The crowd thinned the closer they came to the security deck. The corridors narrowed as Don and Sarah ran toward an open door. He spotted a pair of armored bodies on the floor near the monitor consoles. Holding the sword awkwardly in front of him, he stepped into the security station, keeping his body between Sarah and the interior. A few of the monitors showed flickering images, but to his eyes nothing else appeared damaged.

A low chuckle emerged from somewhere above him. He looked up and saw wires and cables through the mesh grates threaded across the ceiling. A good place for someone to hide…

“You took your time, my friends. I was hoping to speak to you sooner than this.”

Though the voice was unfamiliar, the cadence was unmistakable. Horror crawled across every inch of Don’s skin. “So… you can talk through your hidden slaves now?” he demanded, trying to get a fix on the sleeper’s position.

“When my signal isn’t being blocked, yes.” Another laugh rolled through the room. Don thought he heard a creaking grate but couldn’t catch a glimpse of anyone. “The engineers who designed this marvel were more insightful than they knew. The communication systems here were on lockdown until my agent reactivated them. I couldn’t contact any of my other appendages, forcing them to rely on simple, programmed commands. But now…”

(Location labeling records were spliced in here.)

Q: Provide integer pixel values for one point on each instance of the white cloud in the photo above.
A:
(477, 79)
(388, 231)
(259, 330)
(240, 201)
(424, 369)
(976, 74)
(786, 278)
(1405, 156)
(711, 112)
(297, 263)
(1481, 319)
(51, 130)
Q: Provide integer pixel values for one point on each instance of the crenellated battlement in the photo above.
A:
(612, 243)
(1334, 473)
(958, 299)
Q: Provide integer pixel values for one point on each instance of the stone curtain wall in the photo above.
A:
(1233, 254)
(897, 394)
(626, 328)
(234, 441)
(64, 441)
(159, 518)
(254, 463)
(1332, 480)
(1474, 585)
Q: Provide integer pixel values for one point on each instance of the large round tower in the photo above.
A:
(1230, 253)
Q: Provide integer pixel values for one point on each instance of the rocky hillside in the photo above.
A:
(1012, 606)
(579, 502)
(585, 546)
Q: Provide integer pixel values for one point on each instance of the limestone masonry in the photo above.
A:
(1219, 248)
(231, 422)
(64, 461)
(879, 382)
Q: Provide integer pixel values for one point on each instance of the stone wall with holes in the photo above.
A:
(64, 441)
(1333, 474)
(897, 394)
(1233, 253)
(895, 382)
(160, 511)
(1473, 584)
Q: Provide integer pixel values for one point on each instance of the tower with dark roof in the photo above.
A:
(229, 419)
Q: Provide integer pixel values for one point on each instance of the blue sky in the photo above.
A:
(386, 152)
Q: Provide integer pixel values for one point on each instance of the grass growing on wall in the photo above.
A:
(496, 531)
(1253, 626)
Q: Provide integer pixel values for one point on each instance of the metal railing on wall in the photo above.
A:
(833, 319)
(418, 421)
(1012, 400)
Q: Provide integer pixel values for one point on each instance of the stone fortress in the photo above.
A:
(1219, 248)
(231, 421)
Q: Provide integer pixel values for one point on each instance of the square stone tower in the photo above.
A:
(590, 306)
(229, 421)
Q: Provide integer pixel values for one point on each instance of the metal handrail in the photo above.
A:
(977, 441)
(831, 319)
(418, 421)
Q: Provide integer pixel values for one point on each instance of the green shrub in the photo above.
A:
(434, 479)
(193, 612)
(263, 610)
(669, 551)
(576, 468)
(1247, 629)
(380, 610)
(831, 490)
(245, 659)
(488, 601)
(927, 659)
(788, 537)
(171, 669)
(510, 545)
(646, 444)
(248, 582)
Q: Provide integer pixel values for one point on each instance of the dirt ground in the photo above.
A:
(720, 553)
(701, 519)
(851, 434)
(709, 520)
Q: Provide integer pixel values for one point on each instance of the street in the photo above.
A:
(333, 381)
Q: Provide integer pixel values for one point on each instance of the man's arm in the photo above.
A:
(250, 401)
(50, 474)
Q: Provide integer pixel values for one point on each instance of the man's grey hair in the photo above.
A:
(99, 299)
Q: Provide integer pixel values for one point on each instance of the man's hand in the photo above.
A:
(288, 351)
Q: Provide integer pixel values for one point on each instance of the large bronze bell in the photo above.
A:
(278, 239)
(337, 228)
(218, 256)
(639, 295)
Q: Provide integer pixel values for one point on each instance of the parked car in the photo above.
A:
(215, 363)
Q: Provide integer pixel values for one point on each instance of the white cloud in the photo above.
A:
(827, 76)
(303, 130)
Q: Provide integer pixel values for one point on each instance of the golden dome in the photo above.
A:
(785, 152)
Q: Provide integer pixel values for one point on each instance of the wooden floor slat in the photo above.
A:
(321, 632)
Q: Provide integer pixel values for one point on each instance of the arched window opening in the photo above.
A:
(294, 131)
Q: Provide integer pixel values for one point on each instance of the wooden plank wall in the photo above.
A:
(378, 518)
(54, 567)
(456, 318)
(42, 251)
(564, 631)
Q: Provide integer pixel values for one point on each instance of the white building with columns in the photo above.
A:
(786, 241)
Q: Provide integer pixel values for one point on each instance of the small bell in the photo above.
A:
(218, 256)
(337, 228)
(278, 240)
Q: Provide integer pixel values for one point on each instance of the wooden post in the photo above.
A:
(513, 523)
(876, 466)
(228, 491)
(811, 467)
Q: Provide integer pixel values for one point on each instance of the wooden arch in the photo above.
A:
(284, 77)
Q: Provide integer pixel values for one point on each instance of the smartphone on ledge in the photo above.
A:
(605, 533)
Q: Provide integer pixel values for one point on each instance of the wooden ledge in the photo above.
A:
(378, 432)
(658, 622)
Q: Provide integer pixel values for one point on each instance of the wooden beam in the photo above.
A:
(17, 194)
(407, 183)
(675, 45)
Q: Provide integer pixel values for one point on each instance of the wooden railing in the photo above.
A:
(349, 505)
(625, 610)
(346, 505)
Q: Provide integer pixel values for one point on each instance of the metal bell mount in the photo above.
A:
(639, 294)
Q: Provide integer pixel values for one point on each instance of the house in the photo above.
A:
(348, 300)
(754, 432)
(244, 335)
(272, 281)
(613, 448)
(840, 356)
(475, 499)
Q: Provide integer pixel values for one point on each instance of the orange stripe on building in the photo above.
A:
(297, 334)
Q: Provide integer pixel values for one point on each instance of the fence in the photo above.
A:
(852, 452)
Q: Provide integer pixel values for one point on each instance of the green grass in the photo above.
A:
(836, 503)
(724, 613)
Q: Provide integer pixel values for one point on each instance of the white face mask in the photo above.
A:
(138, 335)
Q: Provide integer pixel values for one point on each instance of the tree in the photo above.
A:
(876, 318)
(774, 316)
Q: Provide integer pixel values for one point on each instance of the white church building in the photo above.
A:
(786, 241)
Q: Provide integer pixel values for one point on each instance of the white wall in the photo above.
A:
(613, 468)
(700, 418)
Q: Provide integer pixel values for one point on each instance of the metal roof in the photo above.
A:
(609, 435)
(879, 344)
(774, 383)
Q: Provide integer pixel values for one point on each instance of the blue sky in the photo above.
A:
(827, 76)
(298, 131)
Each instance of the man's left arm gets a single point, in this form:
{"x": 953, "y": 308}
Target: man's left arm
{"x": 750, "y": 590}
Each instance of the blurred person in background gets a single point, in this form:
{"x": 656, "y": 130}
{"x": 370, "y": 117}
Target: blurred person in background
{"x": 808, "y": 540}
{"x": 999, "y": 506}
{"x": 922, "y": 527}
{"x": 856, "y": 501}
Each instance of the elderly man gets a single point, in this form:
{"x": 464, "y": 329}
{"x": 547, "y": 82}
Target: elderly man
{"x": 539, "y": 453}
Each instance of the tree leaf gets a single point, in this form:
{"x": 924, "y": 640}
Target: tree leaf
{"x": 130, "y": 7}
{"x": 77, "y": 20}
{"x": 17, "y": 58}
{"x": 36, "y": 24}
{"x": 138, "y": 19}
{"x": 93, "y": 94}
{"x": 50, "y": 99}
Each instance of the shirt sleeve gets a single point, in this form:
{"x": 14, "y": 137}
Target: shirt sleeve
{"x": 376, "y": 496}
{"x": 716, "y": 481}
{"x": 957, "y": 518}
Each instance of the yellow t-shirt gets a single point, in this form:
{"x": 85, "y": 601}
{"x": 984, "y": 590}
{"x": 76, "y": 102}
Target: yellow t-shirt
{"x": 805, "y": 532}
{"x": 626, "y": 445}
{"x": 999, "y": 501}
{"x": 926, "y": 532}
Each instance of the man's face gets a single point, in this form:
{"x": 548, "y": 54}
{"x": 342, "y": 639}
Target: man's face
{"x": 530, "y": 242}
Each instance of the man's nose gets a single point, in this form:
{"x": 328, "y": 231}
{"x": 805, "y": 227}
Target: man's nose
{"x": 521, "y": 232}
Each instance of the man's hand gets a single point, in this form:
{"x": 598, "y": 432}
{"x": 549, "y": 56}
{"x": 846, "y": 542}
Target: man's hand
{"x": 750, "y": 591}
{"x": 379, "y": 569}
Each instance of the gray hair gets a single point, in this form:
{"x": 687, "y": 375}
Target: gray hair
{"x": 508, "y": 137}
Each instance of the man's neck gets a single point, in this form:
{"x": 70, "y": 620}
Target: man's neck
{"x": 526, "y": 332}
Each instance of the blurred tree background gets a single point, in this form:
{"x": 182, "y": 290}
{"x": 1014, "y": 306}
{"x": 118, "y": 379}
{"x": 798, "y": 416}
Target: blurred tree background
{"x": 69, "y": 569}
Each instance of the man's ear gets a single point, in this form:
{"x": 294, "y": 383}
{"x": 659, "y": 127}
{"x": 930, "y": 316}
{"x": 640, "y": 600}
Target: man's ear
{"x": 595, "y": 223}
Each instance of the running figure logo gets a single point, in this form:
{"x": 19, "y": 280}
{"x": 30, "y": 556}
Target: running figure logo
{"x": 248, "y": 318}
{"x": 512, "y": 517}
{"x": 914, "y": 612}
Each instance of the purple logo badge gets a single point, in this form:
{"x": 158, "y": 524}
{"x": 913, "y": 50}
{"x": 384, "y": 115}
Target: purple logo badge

The voice above turned slightly labored, as if pained. “You’re lucky you arrived when you did. This unit is already burning out. It wouldn’t have lasted if you’d been any slower, and I did so want to speak to you first.”

“So, you’re killing your own people now?” Sarah grated, her voice trembling with anger. “I thought you wanted to save humanity?” She spat the emphasized word out in disgust.

“I do, Sarah. But when you shelter so many within yourself, spending a life here and there for the greater good is of little consequence.”

Scowling with revulsion, Don shook his head. “You’re sickening, Eden.”

“Has our relationship devolved into petty insults now, Don?” The voice gave a sigh. “How disappointing. But you can’t dampen my excitement, I’m afraid. As hard as it was to lose you, I’m glad you’ve until survived now. I’m so looking forward to meeting you all in person.”

“Enough of this!” Don growled. “If you’re here to kill me, stop hiding and get on with it!”

“You misunderstand. This body is only a temporary vessel… a prelude to my grand entrance. I can’t wait for you to see what I have in store. You, Sarah, Michael… my mother…”

Anticipatory delight remained in the tone, but the voice dwindled to a soft murmur. A loud thud sounded behind Don and Sarah, and they started and whirled around. A pale man, several bullet wounds visible in his chest, lay on the floor, gasping weakly, with a tired smile fixed on his mouth. “I will see you… soon, Don…”

The face relaxed as the body grew still.